The importance of thiamine availability in the thermogenic competency of human adipocytes

Brown and beige adipocytes express uncoupling protein 1 (UCP1), which is located in the inner mitochondrial membrane and facilitates the dissipation of excess energy as heat. The activation of thermogenic adipocytes is a potential therapeutic target for treating type 2 diabetes mellitus, obesity, and related co-morbidities. Therefore, identifying novel approaches to stimulate the function of these adipocytes is crucial for advancing therapeutic strategies. Currently, there are limited amount of human adipocyte cell line models available to study the regulatory mechanisms of browning and key players in thermogenesis. The Simpson-Golabi-Behmel syndrome (SGBS) preadipocyte cell line has been proven as a valuable model to investigate human adipocyte biology. In this study, we investigated how excess thiamine (vitamin B1), and the inhibition of thiamine transporters affect the expression of thermogenic markers and functional parameters during adrenergic stimulation in SGBS adipocytes. We found that limiting thiamine availability by pharmacological inhibitors impeded the dibutyryl-cAMP (db-cAMP)-dependent induction of thiamine transporter 1 and 2 (encoded by SLC19A2 and SLC19A3), UCP1, PGC1a, and other browning markers, as well as proton leak respiration which is associated with UCP1-dependent heat generation. Contrarily, excess thiamine enhanced the db-cAMP-dependent induction of thiamine transporters, while UCP1, PGC1a, and other browning markers were upregulated. In addition, abundant amounts of thiamine increased the basal, unstimulated coupled and uncoupled respiration, and the expression of mitochondrial complex subunits.
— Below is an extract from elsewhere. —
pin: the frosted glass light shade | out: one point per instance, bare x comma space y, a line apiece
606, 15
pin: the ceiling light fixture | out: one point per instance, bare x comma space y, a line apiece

Our study highlights the critical role of excess thiamine in the thermogenic activation of SGBS adipocytes and its potential to enhance thermogenesis.

Functional roles of pantothenic acid, riboflavin, thiamine, and choline in adipocyte browning in chemically induced human brown adipocytes

Brown fat is a therapeutic target for the treatment of obesity-associated metabolic diseases. However, nutritional intervention strategies for increasing the mass and activity of human brown adipocytes have not yet been established. To identify vitamins required for brown adipogenesis and adipocyte browning, chemical compound-induced brown adipocytes (ciBAs) were converted from human dermal fibroblasts under serum-free and vitamin-free conditions. Choline was found to be essential for adipogenesis. Additional treatment with pantothenic acid (PA) provided choline-induced immature adipocytes with browning properties and metabolic maturation, including uncoupling protein 1 (UCP1) expression, lipolysis, and mitochondrial respiration. However, treatment with high PA concentrations attenuated these effects along with decreased glycolysis. Transcriptome analysis showed that a low PA concentration activated metabolic genes, including the futile creatine cycle-related thermogenic genes, which was reversed by a high PA concentration. Riboflavin treatment suppressed thermogenic gene expression and increased lipolysis, implying a metabolic pathway different from that of PA. Thiamine treatment slightly activated thermogenic genes along with decreased glycolysis. In summary, our results suggest that specific B vitamins and choline are uniquely involved in the regulation of adipocyte browning via cellular energy metabolism in a concentration-dependent manner.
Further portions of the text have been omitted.